Distinct impacts of sodium channel blockers on the strength-duration properties of human motor cortex neurons.

Abstract

Objective: This study was undertaken to determine how voltage-gated sodium channel (VGSC) blockers modulate cortical excitability in vivo. VGSCs are critical for regulating axonal excitability, yet the effects of sodium channel-blocking medications on human cortical neurons remain poorly characterized. We aimed to address this gap using transcranial magnetic stimulation (TMS)-derived strength-duration measures as a noninvasive index of VGSC function.

Methods: Thirteen healthy adults received single doses of either carbamazepine, lacosamide, or placebo in a crossover design. TMS was used to assess changes in resting motor threshold and strength-duration properties, including rheobase and the strength-duration time constant, as indices of VGSC function.

Results: Both medications elevated resting motor thresholds compared to placebo, indicating reduced excitability; however, their impacts varied according to TMS pulse width. Carbamazepine raised thresholds proportionally across all pulse widths, whereas lacosamide disproportionately influenced thresholds. Crucially, lacosamide reduced the strength-duration time constant and increased rheobase, whereas carbamazepine had minimal effects on both measures.

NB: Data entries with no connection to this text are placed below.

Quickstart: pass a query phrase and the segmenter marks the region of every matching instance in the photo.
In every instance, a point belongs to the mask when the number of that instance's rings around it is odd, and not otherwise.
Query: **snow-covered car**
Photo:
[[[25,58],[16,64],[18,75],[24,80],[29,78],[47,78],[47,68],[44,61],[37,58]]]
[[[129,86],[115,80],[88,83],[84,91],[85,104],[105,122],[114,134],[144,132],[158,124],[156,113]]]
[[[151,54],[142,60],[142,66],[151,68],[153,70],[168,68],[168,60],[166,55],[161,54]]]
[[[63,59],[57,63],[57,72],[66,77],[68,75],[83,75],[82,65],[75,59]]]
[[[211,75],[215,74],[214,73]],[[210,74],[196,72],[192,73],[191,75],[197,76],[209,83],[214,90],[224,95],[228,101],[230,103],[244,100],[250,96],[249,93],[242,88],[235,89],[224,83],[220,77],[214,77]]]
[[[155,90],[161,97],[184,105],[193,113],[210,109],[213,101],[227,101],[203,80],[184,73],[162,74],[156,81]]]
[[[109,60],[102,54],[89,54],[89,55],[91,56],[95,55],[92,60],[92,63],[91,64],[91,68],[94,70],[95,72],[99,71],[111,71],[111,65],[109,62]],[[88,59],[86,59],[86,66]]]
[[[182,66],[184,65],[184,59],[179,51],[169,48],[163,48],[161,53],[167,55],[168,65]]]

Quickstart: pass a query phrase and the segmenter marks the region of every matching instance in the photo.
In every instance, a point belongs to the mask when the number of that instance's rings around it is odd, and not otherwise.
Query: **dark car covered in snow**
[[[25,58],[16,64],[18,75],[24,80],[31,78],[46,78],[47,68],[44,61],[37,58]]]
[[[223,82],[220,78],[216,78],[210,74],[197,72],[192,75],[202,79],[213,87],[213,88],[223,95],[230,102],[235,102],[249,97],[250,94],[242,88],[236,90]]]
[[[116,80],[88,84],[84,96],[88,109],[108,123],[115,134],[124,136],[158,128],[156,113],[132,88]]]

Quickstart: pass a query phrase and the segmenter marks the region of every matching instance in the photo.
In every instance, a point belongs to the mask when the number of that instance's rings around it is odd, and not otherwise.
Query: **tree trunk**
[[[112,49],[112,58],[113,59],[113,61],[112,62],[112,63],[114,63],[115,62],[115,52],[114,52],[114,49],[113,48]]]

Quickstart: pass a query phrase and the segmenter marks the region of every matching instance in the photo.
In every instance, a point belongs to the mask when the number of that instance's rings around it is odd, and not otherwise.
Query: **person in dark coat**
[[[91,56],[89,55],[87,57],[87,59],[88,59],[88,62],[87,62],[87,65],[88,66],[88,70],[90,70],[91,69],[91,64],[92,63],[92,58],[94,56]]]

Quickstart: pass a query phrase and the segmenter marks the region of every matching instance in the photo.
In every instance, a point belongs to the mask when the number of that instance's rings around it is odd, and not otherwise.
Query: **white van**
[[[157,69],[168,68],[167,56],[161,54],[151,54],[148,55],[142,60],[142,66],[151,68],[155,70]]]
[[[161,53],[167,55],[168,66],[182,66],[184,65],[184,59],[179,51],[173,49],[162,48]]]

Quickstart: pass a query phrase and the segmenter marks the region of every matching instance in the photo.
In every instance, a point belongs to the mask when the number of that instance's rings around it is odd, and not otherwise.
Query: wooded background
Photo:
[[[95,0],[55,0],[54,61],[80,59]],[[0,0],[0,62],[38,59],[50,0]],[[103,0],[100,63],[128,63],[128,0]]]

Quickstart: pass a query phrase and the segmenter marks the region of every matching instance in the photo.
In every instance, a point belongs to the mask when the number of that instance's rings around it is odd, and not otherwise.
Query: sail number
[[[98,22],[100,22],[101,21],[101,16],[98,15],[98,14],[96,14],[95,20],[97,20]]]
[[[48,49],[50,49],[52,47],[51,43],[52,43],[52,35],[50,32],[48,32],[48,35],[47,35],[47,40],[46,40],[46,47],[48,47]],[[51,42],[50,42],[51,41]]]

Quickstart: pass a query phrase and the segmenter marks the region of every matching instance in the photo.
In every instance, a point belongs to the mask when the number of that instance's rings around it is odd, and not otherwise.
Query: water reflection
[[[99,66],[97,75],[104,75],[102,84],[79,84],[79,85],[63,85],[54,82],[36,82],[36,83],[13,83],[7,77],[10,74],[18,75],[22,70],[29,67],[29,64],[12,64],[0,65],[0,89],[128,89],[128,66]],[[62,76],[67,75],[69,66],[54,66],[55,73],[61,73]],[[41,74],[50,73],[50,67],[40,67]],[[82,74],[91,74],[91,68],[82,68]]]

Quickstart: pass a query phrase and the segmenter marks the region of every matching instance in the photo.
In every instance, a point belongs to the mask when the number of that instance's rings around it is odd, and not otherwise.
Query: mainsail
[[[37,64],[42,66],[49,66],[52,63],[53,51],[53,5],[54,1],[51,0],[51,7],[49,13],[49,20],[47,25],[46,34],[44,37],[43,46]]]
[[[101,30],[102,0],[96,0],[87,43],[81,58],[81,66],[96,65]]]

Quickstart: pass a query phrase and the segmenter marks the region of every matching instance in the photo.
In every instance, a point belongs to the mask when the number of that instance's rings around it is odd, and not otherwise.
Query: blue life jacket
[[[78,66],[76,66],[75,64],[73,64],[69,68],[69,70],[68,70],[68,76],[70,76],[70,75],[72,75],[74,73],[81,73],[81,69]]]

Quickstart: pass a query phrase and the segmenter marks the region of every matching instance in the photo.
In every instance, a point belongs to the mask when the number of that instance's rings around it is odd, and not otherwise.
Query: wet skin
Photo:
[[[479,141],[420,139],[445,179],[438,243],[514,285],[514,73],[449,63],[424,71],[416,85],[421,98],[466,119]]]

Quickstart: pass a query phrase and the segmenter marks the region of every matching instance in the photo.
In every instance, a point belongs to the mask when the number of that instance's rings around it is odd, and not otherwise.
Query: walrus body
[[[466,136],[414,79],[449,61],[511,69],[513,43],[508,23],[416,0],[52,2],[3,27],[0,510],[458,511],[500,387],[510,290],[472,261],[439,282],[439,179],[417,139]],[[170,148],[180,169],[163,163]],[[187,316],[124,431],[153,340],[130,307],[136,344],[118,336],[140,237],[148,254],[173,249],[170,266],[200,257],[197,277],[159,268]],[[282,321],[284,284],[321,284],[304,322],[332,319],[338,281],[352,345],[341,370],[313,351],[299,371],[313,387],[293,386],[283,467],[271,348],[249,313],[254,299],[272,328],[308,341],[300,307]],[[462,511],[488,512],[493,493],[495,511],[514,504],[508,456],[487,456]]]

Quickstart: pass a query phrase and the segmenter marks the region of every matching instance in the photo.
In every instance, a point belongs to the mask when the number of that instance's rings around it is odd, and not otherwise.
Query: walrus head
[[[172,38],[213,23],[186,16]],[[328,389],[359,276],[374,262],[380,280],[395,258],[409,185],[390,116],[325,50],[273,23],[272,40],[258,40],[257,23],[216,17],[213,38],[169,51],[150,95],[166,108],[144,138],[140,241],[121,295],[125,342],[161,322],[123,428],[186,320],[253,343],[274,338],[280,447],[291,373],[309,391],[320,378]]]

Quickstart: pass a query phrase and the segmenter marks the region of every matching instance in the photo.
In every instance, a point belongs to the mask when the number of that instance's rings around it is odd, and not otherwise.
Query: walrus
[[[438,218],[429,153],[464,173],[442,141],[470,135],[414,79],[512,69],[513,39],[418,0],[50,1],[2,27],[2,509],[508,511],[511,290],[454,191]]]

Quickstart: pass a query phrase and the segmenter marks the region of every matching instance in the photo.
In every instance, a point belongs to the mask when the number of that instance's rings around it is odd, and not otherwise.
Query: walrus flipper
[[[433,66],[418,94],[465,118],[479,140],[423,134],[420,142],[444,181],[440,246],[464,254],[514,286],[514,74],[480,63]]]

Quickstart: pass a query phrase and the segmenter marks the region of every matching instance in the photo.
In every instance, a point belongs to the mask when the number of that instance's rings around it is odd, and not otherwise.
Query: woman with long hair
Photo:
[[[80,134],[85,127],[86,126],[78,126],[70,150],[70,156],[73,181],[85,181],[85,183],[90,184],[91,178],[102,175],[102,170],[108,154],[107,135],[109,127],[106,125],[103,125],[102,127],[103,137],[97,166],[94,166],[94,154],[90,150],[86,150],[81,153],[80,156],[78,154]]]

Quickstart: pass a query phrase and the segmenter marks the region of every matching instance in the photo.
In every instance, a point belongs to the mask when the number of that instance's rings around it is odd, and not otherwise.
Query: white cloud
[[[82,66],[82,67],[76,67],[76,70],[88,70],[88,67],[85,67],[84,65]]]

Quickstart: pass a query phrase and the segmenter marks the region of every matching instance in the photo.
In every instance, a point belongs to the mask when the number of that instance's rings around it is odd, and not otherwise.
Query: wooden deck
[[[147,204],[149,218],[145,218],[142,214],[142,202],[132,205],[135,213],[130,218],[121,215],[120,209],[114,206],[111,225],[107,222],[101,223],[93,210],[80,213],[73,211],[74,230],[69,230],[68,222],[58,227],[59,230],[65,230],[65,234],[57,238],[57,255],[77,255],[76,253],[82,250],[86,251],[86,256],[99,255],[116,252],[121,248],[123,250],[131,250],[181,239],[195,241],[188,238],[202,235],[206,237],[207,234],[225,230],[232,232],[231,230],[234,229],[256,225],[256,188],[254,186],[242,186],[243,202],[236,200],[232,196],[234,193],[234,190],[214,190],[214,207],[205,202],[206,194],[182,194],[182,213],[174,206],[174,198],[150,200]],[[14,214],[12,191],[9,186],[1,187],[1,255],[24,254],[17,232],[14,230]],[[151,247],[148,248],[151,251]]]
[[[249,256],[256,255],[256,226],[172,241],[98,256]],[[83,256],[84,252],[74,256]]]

Significance: These results reveal subtle and unexpected differences in cortical neuron behavior following VGSC-blocking medication administration. Lacosamide's response aligns with the proposed mechanism of sodium conductance blockade, whereas carbamazepine's effects suggest distinct VGSC interactions or potential off-target effects. Our findings advance the understanding of VGSC-blocking medication interactions in the human cortex and underscore the importance of employing specific TMS measures to gain deeper insights into medication mechanisms of action in vivo. Such measures could serve as valuable adjuncts in medication development and patient monitoring.